As long as the North Korean government concentrates its efforts on the withdrawal of the U.S. forces stationed in Korea, and the extortion of economic assistance from South Korea, relations between the two Koreas will continue to be a zero-sum game, in which there are no winners or losers.
Moreover, both the possibility of the withdrawal of the U.S. forces from South Korea and the extortion of economic aid from abroad have been decreasing as time passes.
The more North Korea depends on economic assistance from China, the deeper its political dependence on Beijing becomes. The North Korean authorities aggressively attempted to recover the unconditional provision of economic help from South Korea, by attempting to establish a pro-North Korean government in the 2012 presidential election.
As is well known, such attempts went nowhere as South Korean voters chose change amid stability, amid eagerness to revive ``the miracle of the Han River” in the 21st century.
The next five years under the new government will be a watershed to decide the destiny of the divided peninsula. There is fat chance that North Korean society will experience a ``tsunami of reform and opening-up,” which couldn’t be discouraged even by Pyongyang’s ``military-first policy.”
As the socialist country moves closer toward 2020, the so-called ``market generation” is expected to appear in North Korean society amid a rapid generational shift.
This generation, who were born in the early 1990s when the economy fell into the abyss owing to the demise of the Soviet Union, the death of Kim Il-sung, and the repeal of the state distribution system, is known to be the most miserable generation, afflicted by hunger, malnutrition and stunted growth amid the so-called ``March of Hardship.” They are known to feel a strong antipathy to the propaganda and ideological indoctrination of the government.

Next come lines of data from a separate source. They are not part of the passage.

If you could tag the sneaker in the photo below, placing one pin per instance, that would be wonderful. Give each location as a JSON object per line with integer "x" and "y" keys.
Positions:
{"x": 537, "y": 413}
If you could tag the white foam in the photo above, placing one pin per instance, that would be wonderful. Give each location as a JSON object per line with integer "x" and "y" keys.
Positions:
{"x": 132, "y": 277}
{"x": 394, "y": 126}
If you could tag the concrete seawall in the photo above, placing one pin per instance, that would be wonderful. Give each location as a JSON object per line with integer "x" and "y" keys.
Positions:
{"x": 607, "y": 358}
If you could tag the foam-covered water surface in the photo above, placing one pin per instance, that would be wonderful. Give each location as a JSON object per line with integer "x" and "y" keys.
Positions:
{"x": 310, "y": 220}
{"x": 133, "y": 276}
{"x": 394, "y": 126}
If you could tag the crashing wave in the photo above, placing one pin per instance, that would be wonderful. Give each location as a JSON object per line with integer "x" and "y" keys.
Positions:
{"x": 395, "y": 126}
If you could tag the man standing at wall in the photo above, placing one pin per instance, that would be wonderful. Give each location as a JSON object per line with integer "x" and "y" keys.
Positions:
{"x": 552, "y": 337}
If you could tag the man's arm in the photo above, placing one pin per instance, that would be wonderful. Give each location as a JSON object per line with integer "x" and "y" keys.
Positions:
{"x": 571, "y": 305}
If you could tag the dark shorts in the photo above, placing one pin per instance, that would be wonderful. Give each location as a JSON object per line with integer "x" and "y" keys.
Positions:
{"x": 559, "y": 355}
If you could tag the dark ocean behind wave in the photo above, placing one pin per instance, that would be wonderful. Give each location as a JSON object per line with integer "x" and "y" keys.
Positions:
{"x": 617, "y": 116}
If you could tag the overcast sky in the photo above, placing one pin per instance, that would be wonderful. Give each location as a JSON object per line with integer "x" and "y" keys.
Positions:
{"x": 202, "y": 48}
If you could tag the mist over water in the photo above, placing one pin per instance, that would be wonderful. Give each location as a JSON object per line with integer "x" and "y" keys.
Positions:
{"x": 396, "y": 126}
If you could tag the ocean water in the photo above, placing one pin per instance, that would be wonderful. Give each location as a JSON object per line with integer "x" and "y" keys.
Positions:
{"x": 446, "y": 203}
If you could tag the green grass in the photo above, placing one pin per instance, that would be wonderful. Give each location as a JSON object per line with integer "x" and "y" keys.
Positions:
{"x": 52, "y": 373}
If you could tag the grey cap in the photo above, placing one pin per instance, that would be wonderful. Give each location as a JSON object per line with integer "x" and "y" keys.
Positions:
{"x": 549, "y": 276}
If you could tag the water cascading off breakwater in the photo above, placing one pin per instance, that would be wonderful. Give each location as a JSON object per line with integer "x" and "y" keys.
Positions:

It is a very important task entrusted upon the new government to make the utmost efforts to persuade the North Korean authorities that it is not absorption but ``peaceful coexistence on the Korean Peninsula” that the South Korean people want to realize with their North Korean counterparts.
This notwithstanding, the new government should be ready to strongly retaliate to any North Korean provocations based on ``principle.”
Last but not least, the incoming administration should persistently pursue ``humanitarian aid” without any political motivation to win the hearts and minds of North Koreans and move together toward a peaceful coexistence of both Koreas.